Hallie C. Prescott, MD, MSc; Timothy D. Girard, MD, MSCI – JAMA. Published online August 5, 2020. doi:10.1001/jama.2020.14103
- There are limited data specific to recovery from COVID-19.
- Below are the practices that are recommended to enhance recovery from sepsis that are applicable to patients recovering from severe COVID-19.
- Patients with viral sepsis from COVID-19 should receive these recommended practices.
- Recovery practices include anticipatory guidance regarding potential new problems, screening for new impairments at hospital discharge and early outpatient follow-up, anticipation and mitigation of risk for common and preventable health deterioration, medication optimization, and referral or instructions for a structured exercise program.
- Patients have an increased risk of death for at least 2 years after sepsis, and it is important to consider transitioning to a palliative focus of care.
- These recommended practices are associated with better clinical outcomes.
- Receipt of these practices was associated with lower odds of rehospitalization or death.
- Only 20% of patients received all 4 recommended practices within 90 days of sepsis hospitalization.
- There is a need to develop better implementation strategies for these recommended practices
Patients, families, and non-ICU health care professionals are often unfamiliar with the consequences of sepsis.
Anticipatory guidance about common challenges after sepsis is helpful but does not occur regularly.
Screening/Referral for New Limitations
Sepsis is associated with a 10 percent absolute increase in cognitive impairment and the development of new functional limitations.
Patients and family should be questioned regarding new symptoms of cognitive impairment, physical limitations, and swallowing difficulties, and then referred to supportive services, such as physical therapy, occupational therapy, and sleep-language pathology.
Long-term medications are often held during critical illness due to short-term contraindications (eg, β-blocker held due to hypotension), while new medications are started for symptom control (eg, antipsychotics for agitated delirium).
However, while intended to be temporary, such changes often persist after hospitalization and may contribute to future health deterioration.
Various interventions focused on medication optimization reduce rehospitalization and emergency department visits after acute illness, underscoring the benefit of medication optimization.
Anticipate and Mitigate Risk for Health Deterioration
Rehospitalization is common among who survived sepsis, most often for recurrent infection, acute kidney failure, and exacerbation of chronic health conditions.
Patients should be given advice regarding risk and symptoms of recurrent infection and other common causes of rehospitalization.

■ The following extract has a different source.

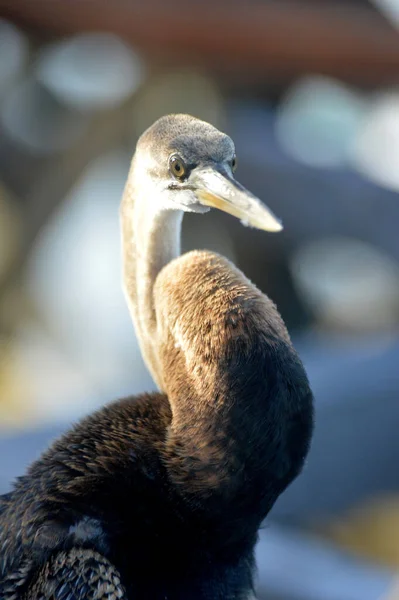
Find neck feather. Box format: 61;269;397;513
121;176;183;390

At hospital discharge and early outpatient follow-up, patients should have volume status assessed and clinical management should focus on reducing risk for common and preventable causes of rehospitalization.
Peer support programs, both in-person and virtual, have emerged as a valuable resource for patients and families after critical illness.
These programs allow survivors to share their story, receive empathy, and learn managing and adaptation strategies from other patients.
Patients and families should be directed toward available peer support programs.
Structured Exercise Program
Weakness and decreased exercise capacity are nearly common after critical illness.
All patients will need to increase exercise gradually over time to regain their exercise capacity they had before sepsis.
Depending on the severity of physical impairments, patients may benefit from referral to physical therapy, cardiac or pulmonary rehabilitation, or a structured self-exercise program.
Palliation, Goals of Care Discussion
Patients have an increased risk of death for at least 2 years after sepsis.
For patients who are weak and/or declining health leading into sepsis, it
is important to reassess goals of case and consider a palliative focus.